Contact hole, 19: one electrode of capacitor, 20: insulating film, 21: other electrode of capacitor, 22: contact hole
, 23 ... electrode for taking out data wire, 24 ... contact hole
25, data line.

Claims (1)

(57) [Claims] Forming a gate electrode of a selection transistor made of a conductive member of a first layer on a semiconductor substrate of a first conductivity type via a first insulating film; and forming a gate electrode in the substrate by using the gate electrode. Forming a source and drain region of a selection transistor composed of a second conductivity type semiconductor region in a self-aligned manner, and depositing a second insulation film over the entire surface; Forming a first opening communicating with the surface of the source region of the transistor, depositing a second layer of conductive member over the entire surface, and patterning the second layer of the conductive member to form the source; Connected to the surface of the area and partially up
Forming one electrode of a data storage capacitor extending over the gate electrode; and depositing a third insulating film on the entire surface, and then depositing a third-layer conductive member. Patterning a conductive member to extend over the gate electrode;
-On and between one electrode of the storage capacitor
The side surface of the drain region and the gate electrode
The above shape has a shape that continuously covers the side surface on the rain area side.
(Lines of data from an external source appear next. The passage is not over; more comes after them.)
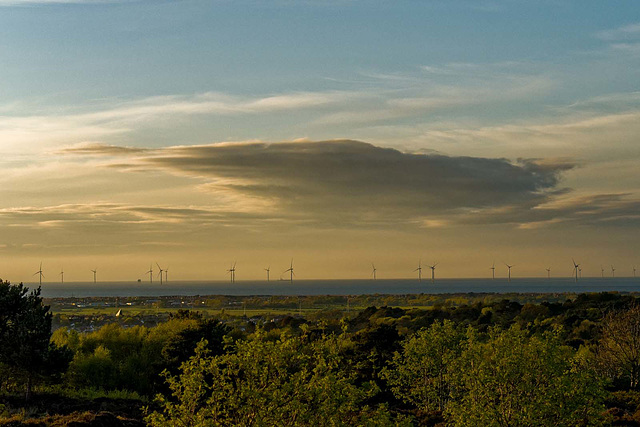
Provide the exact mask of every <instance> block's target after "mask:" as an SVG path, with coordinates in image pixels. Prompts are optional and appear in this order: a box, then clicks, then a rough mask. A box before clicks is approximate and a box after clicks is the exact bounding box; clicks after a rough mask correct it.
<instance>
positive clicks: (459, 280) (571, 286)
mask: <svg viewBox="0 0 640 427" xmlns="http://www.w3.org/2000/svg"><path fill="white" fill-rule="evenodd" d="M27 286H29V287H35V286H37V284H34V283H29V284H27ZM604 291H619V292H640V278H638V279H636V278H615V279H612V278H605V279H601V278H584V279H581V280H580V281H579V282H578V283H575V282H574V281H573V280H571V279H551V280H550V281H549V280H547V279H542V278H540V279H538V278H534V279H513V280H512V281H511V283H509V282H507V281H506V280H505V279H496V280H491V279H440V280H436V282H435V283H431V282H430V281H426V280H423V281H422V282H418V281H417V280H407V279H397V280H393V279H389V280H381V279H379V280H375V281H374V280H299V281H295V282H294V283H293V284H292V283H289V282H285V281H271V282H269V283H267V282H265V281H242V282H236V283H235V284H231V283H229V282H212V281H202V282H200V281H198V282H196V281H175V282H169V283H165V284H163V285H160V284H159V283H155V282H154V283H153V284H150V283H144V282H142V283H138V282H98V283H97V284H94V283H92V282H91V283H87V282H72V283H65V284H60V283H46V282H45V283H43V284H42V295H43V296H44V297H49V298H50V297H71V296H75V297H89V296H163V295H165V296H166V295H358V294H419V293H430V294H443V293H468V292H477V293H479V292H495V293H510V292H519V293H531V292H534V293H560V292H576V293H579V292H604Z"/></svg>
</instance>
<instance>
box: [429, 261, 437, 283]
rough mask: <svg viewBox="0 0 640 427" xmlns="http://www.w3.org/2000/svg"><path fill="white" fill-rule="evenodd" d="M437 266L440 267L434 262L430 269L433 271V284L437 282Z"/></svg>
mask: <svg viewBox="0 0 640 427" xmlns="http://www.w3.org/2000/svg"><path fill="white" fill-rule="evenodd" d="M436 265H438V263H437V262H434V263H433V265H430V266H429V268H430V269H431V283H433V282H435V280H436Z"/></svg>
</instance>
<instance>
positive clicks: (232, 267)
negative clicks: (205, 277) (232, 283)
mask: <svg viewBox="0 0 640 427" xmlns="http://www.w3.org/2000/svg"><path fill="white" fill-rule="evenodd" d="M227 273H229V277H230V279H231V283H235V282H236V262H235V261H234V262H233V264H231V266H230V267H229V269H228V270H227Z"/></svg>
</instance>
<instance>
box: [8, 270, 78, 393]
mask: <svg viewBox="0 0 640 427" xmlns="http://www.w3.org/2000/svg"><path fill="white" fill-rule="evenodd" d="M50 337H51V313H49V307H47V306H45V305H43V304H42V298H41V297H40V288H37V289H35V290H33V291H31V292H29V290H28V289H27V288H26V287H24V286H23V285H22V284H18V285H13V284H11V283H9V282H5V281H2V280H0V375H2V378H1V379H0V380H1V381H2V382H1V383H0V384H3V385H4V386H5V387H11V386H16V385H20V384H23V385H24V390H25V393H26V398H27V399H29V397H30V395H31V389H32V385H33V382H34V380H38V379H40V377H43V376H45V377H46V376H48V377H51V376H55V375H56V374H58V373H59V372H61V371H63V370H65V369H66V367H67V365H68V363H69V358H70V356H71V355H70V353H69V352H68V351H67V349H66V348H64V347H58V346H56V345H55V344H52V343H50V341H49V339H50Z"/></svg>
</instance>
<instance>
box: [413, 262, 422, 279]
mask: <svg viewBox="0 0 640 427" xmlns="http://www.w3.org/2000/svg"><path fill="white" fill-rule="evenodd" d="M416 271H417V272H418V282H422V260H419V261H418V268H416V269H415V270H413V272H414V273H415V272H416Z"/></svg>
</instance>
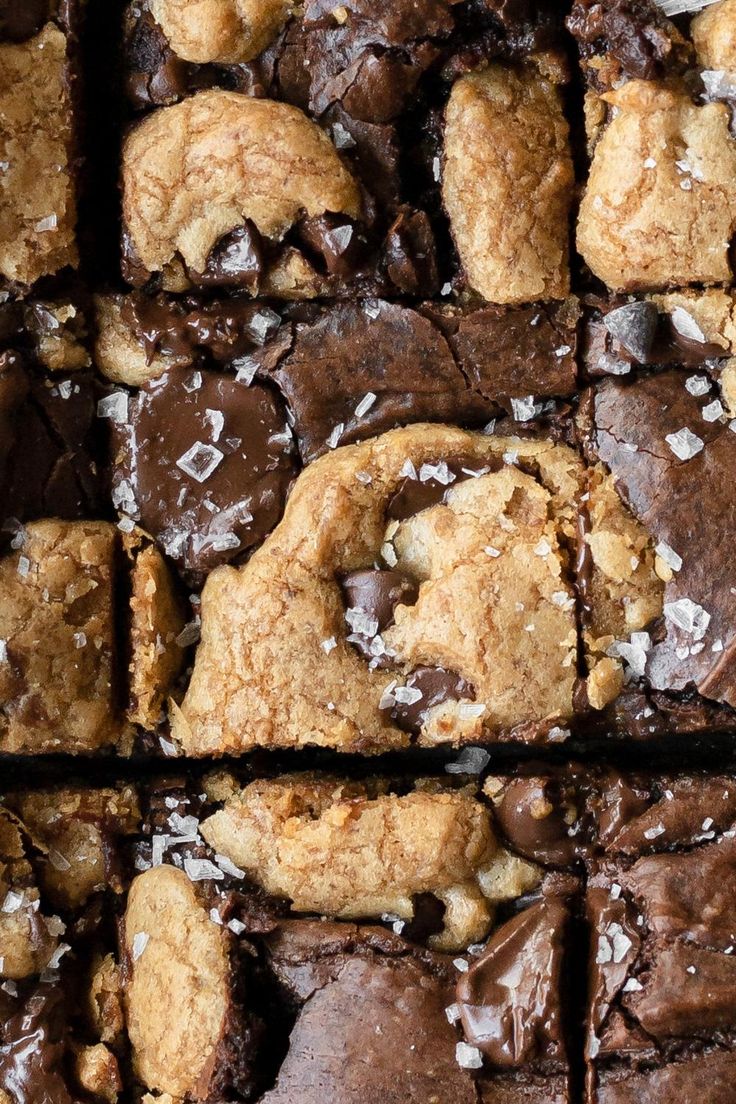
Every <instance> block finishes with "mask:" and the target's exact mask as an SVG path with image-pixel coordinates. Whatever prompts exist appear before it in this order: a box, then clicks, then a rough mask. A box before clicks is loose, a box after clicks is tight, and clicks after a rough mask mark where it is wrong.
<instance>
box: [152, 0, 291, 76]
mask: <svg viewBox="0 0 736 1104" xmlns="http://www.w3.org/2000/svg"><path fill="white" fill-rule="evenodd" d="M292 7H294V4H292V3H291V2H290V0H224V2H223V0H194V2H192V0H150V9H151V14H152V15H153V19H154V20H156V21H157V23H158V24H159V26H160V28H161V30H162V31H163V33H164V34H166V36H167V39H168V41H169V44H170V46H171V49H172V50H173V52H174V53H175V54H178V55H179V57H181V59H183V61H186V62H196V63H198V64H204V63H207V62H218V63H221V64H230V65H234V64H237V63H238V62H247V61H249V60H250V59H252V57H255V56H256V54H259V53H260V52H262V50H265V49H266V46H267V45H268V43H269V42H270V41H271V40H273V39H274V38H275V36H276V35H277V34H278V32H279V31H280V29H281V26H282V25H284V23H285V22H286V20H287V18H288V14H289V12H290V10H291V8H292Z"/></svg>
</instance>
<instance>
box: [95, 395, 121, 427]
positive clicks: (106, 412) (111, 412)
mask: <svg viewBox="0 0 736 1104" xmlns="http://www.w3.org/2000/svg"><path fill="white" fill-rule="evenodd" d="M97 417H106V418H109V420H110V422H115V423H116V425H124V424H125V423H126V422H127V421H128V395H127V393H126V392H125V391H113V392H110V394H109V395H105V396H104V397H103V399H100V400H99V402H98V403H97Z"/></svg>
- forming a second electrode of the data storage capacitor, all
After depositing a fourth insulating film on the surface, the second
Forming a second opening communicating with the surface of the drain region by selectively removing the insulating film and the fourth insulating film, the
After depositing the four layers of conductive members, the conductive parts of this fourth layer
The material is patterned and partially over the fourth insulating film.
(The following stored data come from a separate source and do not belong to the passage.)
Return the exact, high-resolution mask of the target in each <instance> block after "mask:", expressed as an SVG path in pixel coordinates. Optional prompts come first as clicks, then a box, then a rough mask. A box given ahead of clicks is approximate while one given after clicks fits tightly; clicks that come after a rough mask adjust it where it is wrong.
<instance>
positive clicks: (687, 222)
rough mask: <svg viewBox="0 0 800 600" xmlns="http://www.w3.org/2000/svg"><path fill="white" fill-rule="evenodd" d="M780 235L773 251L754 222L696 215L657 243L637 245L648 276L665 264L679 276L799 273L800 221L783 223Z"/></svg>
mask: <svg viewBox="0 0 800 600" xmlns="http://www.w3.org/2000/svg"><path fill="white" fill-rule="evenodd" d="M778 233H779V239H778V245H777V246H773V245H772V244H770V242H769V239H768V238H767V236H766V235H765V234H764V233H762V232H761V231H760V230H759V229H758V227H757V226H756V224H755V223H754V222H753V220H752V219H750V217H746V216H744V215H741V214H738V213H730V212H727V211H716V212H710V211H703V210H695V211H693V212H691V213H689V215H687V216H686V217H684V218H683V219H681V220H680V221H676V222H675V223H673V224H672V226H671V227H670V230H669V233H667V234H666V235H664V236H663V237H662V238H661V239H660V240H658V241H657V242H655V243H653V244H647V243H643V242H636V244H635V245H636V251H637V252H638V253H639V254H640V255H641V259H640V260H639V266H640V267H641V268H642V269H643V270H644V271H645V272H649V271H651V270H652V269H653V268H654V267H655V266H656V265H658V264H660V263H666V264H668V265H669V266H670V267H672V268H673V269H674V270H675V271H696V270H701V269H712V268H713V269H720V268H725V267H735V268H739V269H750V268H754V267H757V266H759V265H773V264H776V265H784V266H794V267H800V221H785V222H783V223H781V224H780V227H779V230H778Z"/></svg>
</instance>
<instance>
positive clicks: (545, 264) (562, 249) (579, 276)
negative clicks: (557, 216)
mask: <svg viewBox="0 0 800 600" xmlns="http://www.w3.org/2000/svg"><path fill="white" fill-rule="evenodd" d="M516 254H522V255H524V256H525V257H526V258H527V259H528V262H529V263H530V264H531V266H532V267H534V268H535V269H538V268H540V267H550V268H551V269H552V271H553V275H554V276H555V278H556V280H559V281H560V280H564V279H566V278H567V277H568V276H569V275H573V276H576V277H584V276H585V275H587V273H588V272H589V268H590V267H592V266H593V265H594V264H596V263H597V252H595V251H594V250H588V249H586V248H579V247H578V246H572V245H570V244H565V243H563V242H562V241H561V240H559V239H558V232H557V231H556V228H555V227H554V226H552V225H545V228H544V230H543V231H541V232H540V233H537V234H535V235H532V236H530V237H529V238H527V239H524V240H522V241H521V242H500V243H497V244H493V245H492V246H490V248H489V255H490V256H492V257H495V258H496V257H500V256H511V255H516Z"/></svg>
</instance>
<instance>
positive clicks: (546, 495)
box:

So that it overlaps with the other electrode of the data storage capacitor
Method of manufacturing a semiconductor memory device being characterized in that comprising a step of forming a surface with a drain connected extraction electrode of the drain region. 2. 2. The method according to claim 1, wherein a physical height of an uppermost layer of the drain extraction electrode is higher than that of the other electrode of the data storage capacitor.